Working with the Anki database on mac OS using Python

Not long ago I ran across this post detailing a method for opening and inspecting the Anki database using Python outside the Anki application environment. However, the approach requires linking to the Anki code base which is inaccessible on mac OS since the Python code is packaged into a Mac app on this platform.

The solution I’ve found is inelegant; but just involves downloading the Anki code base to a location on your file system where you can link to it in your code. You can find the Anki code here on github.

Once that’s done, you’re ready to load an Anki collection. First, the preliminaries:

#!/usr/bin/python

import sys

#   paths
ANKI_PATH = 'path to where you downloaded the anki codebase'
COLLECTION_PATH = "path to the Anki collection"

sys.path.append(ANKI_PATH)
from anki import Collection

Now we’re ready to open the collection:

col = Collection(COLLECTION_PATH)

And execute a simple query to print out the total number of cards in the collection:

query = """SELECT COUNT(id) from cards"""
totalCards = col.db.scalar(query)

print 'There are {:.5g} total cards.'.format(totalCards)

Then close the collection:

col.close()

That’s it. Ideally, we’d be able to link to the Anki code bundled with the Mac application. Maybe there’s a way. In the meanwhile, here’s the entire little app:

#!/usr/bin/python

import sys

#   paths
ANKI_PATH = '/Users/alan/Documents/dev/projects/PersonalProjects/anki'
COLLECTION_PATH = "/Users/alan/Documents/Anki/Alan - Russian/collection.anki2"
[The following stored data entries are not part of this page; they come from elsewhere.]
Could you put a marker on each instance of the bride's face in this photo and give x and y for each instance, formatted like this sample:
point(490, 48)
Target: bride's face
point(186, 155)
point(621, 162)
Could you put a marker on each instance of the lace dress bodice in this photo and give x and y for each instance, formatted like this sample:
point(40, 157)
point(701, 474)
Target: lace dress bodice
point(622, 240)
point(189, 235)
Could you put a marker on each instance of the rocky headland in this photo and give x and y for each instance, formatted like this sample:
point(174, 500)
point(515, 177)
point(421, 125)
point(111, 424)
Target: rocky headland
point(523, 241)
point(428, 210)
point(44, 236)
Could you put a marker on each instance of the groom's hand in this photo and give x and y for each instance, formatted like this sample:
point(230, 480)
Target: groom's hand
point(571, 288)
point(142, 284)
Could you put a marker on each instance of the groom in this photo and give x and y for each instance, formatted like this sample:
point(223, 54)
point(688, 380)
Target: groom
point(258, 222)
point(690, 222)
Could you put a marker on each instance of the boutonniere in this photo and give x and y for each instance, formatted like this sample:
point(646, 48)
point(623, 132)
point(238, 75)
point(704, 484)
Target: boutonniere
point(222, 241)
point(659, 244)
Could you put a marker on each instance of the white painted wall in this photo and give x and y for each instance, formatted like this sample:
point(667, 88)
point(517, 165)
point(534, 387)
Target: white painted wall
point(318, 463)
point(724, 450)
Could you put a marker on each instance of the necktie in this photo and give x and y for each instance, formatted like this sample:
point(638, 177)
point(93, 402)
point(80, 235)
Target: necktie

sys.path.append(ANKI_PATH)
from anki import Collection

col = Collection(COLLECTION_PATH)

query = """SELECT COUNT(id) from cards"""
totalCards = col.db.scalar(query)

print 'There are {:.5g} total cards.'.format(totalCards)

col.close()

Process automation in building Anki vocabulary cards

For the last two years, I’ve been working through a 10,000 word Russian vocabulary ordered by frequency. I have a goal of finishing the list before the end of 2019. This requires not only stubborn persistence but an efficient process of collecting the information that goes onto my Anki flash cards.

My manual process has been to work from a Numbers spreadsheet. As I collect information about each word from several websites, I log it in this table.

For each word, I do the following:

  1. From Open Russian I obtain an example sentence or two.
  2. From Wiktionary I obtain, the definition, more example phrases, any particular grammatical information I need, and audio of the pronunciation if it is available. I also capture the URL from this site onto my flash card.
  3. From the Russian National Corpus I capture the frequency according to their listing in case I want to reorder my frequency list in the future.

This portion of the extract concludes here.